On 28/9/2006, at 13:44, Hans-Joerg Bibiko wrote:
[...] But I don't know, if it would be too difficult to implement this within TextMate. I could image that some users doesn't know the issue of BOM.
I do indeed think that a BOM in UTF-8 files is misguided at best [1] (which is why you can’t enable it in TM).
The reason TM will preserve it is only that some users actually do rely on them [2] -- so to preserve it seemed like the best compromise between not wanting to endorse them or even acknowledge that BOMs have a valid role in UTF-8 files, but at the same time not screw up files where the user went out of his way to place a BOM there.
Though I realize there is a problem for users who get their hands on BOM infested files and want an easy way to cleanse them. I am leaning toward bringing up a “warning” when encountering UTF-8 files with a BOM, which would then allow the user to select to get rid of it.

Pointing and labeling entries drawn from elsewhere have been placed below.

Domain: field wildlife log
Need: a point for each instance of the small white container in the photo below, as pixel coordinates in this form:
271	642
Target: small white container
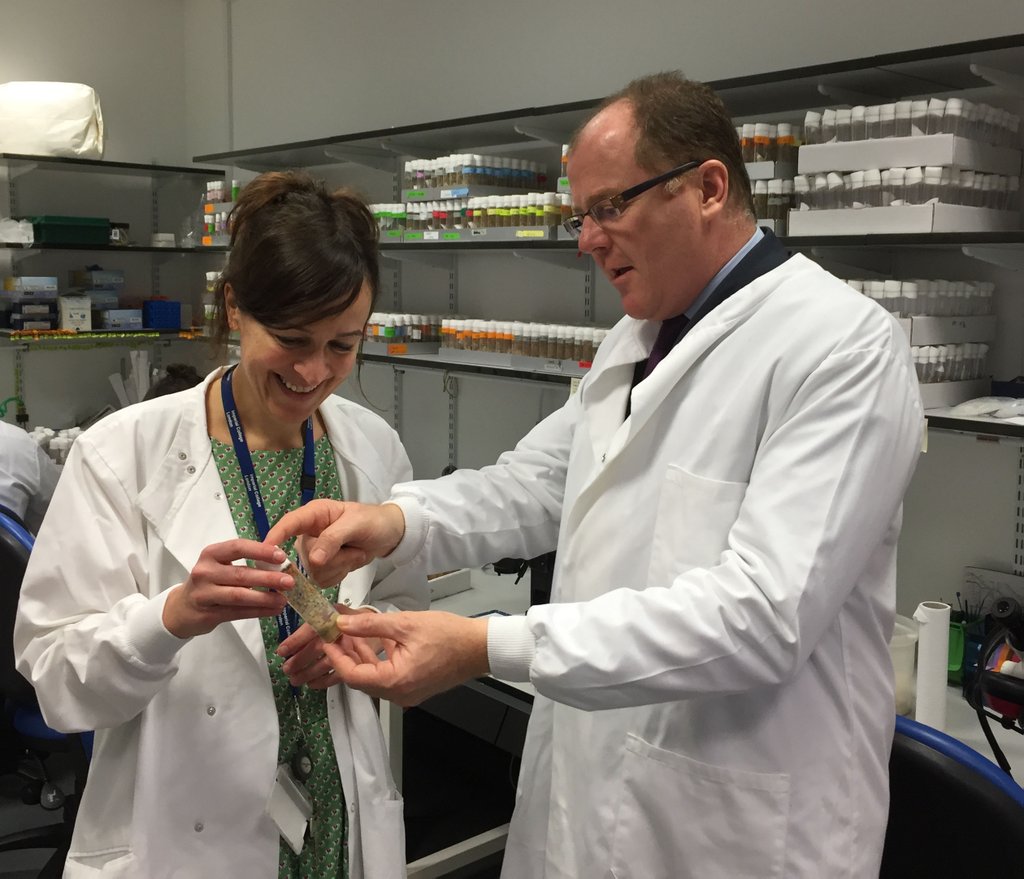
902	647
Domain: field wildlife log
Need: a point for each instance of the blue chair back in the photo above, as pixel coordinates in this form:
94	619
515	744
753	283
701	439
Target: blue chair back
15	545
938	784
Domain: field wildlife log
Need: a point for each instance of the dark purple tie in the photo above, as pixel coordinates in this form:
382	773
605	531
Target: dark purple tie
670	333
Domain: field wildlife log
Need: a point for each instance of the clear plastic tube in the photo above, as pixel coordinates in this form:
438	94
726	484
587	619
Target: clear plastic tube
308	601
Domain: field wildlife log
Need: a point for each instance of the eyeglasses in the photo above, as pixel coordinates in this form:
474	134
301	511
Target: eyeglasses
610	209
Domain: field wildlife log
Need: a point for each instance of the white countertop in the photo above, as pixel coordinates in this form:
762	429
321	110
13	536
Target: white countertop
494	592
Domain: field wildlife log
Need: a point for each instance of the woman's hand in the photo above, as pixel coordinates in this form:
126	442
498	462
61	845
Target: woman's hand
218	591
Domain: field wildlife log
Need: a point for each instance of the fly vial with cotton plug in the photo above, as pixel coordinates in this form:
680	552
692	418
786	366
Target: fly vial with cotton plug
307	600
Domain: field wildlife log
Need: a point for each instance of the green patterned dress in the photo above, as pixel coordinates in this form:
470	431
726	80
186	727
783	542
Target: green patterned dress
326	853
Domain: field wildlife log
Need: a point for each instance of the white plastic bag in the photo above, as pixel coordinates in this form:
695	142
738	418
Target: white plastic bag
50	119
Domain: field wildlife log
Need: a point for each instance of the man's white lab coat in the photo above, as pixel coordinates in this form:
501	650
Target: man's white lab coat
716	694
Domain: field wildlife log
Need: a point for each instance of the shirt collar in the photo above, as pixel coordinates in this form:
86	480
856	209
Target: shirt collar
725	269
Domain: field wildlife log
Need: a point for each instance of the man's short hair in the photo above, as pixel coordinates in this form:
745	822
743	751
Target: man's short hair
680	120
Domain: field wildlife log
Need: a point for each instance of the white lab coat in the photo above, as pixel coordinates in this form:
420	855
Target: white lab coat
716	695
186	730
28	475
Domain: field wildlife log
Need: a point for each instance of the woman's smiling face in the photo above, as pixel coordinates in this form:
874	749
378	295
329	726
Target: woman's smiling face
285	374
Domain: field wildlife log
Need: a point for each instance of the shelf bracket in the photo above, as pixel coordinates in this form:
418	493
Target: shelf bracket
1005	257
1003	79
408	150
434	259
848	95
548	135
366	156
18	253
850	263
563	258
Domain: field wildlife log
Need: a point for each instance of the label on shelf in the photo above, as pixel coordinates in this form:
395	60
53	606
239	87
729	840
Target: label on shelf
769	170
904	218
907	152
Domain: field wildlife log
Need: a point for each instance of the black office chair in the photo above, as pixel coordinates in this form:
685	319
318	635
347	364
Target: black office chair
952	811
27	728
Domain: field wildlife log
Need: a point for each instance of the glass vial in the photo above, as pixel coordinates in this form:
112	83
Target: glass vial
307	600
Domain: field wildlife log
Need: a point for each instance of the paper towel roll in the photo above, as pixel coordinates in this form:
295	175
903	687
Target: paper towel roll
933	663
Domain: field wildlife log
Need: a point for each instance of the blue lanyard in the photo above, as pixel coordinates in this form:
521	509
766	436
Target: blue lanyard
288	621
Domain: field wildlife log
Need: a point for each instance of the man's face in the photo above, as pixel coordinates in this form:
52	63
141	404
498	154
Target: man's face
651	253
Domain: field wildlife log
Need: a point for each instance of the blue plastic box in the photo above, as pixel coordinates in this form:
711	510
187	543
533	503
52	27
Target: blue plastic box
162	315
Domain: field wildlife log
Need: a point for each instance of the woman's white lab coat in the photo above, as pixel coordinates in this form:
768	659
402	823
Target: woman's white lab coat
715	691
186	730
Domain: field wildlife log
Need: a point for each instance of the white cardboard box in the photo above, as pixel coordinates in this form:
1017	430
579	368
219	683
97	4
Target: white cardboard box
908	152
449	584
896	220
939	393
76	312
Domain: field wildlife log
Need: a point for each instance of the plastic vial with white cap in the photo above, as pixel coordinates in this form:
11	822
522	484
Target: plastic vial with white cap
812	127
872	121
887	120
903	110
908	295
919	117
828	125
858	130
914	185
936	115
843	125
872	187
307	600
897	179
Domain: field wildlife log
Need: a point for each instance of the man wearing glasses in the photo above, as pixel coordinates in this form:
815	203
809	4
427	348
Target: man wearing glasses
724	491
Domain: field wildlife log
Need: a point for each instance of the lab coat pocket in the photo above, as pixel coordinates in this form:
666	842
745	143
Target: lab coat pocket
682	819
382	833
692	522
115	864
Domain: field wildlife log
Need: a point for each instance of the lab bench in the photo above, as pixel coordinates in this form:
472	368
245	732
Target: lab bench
498	711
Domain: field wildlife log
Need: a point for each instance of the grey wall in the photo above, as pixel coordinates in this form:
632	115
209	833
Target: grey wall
130	51
320	68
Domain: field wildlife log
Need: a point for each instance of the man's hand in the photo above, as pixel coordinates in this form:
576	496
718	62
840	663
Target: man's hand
337	537
427	652
305	662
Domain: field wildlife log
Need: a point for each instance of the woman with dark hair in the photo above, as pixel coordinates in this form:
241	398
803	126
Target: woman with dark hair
142	618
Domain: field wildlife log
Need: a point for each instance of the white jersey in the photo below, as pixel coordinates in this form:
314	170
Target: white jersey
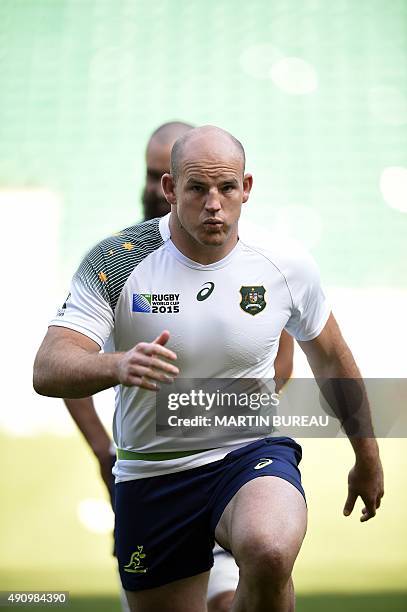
225	321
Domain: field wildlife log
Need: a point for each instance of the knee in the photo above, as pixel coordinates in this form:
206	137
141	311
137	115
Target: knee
221	602
263	561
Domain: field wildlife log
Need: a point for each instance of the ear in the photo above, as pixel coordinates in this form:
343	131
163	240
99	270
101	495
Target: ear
168	187
247	186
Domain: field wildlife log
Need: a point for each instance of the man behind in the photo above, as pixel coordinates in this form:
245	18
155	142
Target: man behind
160	570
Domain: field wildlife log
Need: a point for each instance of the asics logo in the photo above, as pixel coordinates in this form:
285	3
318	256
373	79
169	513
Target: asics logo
205	292
263	463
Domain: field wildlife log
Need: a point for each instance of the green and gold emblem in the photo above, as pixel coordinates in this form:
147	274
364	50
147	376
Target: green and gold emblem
252	300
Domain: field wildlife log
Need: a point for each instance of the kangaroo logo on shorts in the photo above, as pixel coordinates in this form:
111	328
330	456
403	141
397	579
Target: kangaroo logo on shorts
135	565
263	463
252	300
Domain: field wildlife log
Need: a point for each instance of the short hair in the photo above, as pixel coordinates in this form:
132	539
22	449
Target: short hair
179	144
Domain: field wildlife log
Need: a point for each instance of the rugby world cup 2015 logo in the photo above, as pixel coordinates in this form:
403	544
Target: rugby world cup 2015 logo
141	302
252	300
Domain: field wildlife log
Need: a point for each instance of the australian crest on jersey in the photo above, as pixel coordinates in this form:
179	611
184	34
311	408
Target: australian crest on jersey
156	302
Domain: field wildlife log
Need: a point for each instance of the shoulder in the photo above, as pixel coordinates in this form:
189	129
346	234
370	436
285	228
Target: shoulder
137	239
109	263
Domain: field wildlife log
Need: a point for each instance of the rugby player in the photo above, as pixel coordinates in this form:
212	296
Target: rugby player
174	496
224	574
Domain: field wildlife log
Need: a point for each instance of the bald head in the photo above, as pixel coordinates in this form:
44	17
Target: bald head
158	163
209	141
167	133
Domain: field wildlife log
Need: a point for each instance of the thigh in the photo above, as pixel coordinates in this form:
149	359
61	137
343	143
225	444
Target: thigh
185	595
267	513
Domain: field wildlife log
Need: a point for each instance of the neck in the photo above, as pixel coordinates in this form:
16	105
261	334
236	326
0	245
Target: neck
201	253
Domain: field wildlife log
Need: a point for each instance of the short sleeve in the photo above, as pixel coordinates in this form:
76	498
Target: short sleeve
87	308
310	308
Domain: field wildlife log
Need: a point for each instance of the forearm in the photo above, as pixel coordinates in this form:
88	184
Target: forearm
68	371
86	418
343	388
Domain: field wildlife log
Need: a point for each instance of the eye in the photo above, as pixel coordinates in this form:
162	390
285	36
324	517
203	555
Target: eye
228	188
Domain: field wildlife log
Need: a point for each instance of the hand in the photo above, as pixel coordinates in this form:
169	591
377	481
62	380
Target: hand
365	479
146	363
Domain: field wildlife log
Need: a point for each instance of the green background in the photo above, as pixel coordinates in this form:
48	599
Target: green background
82	86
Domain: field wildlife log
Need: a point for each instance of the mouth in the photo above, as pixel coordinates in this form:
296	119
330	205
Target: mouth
215	223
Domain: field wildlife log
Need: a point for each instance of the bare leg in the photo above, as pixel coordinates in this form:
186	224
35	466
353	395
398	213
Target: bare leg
187	595
264	526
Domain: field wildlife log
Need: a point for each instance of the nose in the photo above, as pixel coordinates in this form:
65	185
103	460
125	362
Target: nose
212	203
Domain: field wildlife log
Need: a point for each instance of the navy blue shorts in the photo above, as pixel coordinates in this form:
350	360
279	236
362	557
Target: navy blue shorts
165	524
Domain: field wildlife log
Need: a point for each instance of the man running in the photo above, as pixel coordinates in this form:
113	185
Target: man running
174	496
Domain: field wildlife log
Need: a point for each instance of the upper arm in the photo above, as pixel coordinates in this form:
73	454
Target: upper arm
328	345
64	339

[1] UTF-8 exists so that files can use unicode but still be backwards compatible, a BOM does destroy some of this backward compatibility, e.g. the shell won’t pickup the shebang line of a script if it has a BOM, and e.g. grep’ing through multiple files with BOMs will produce “bad” output if something on the first line of one of the files is matched.
[2] The users who I have spoken with which rely on them do so only because they do not send the proper encoding in the http headers and then assume that the user agent will still treat the received file as UTF-8 on the sight of the BOM.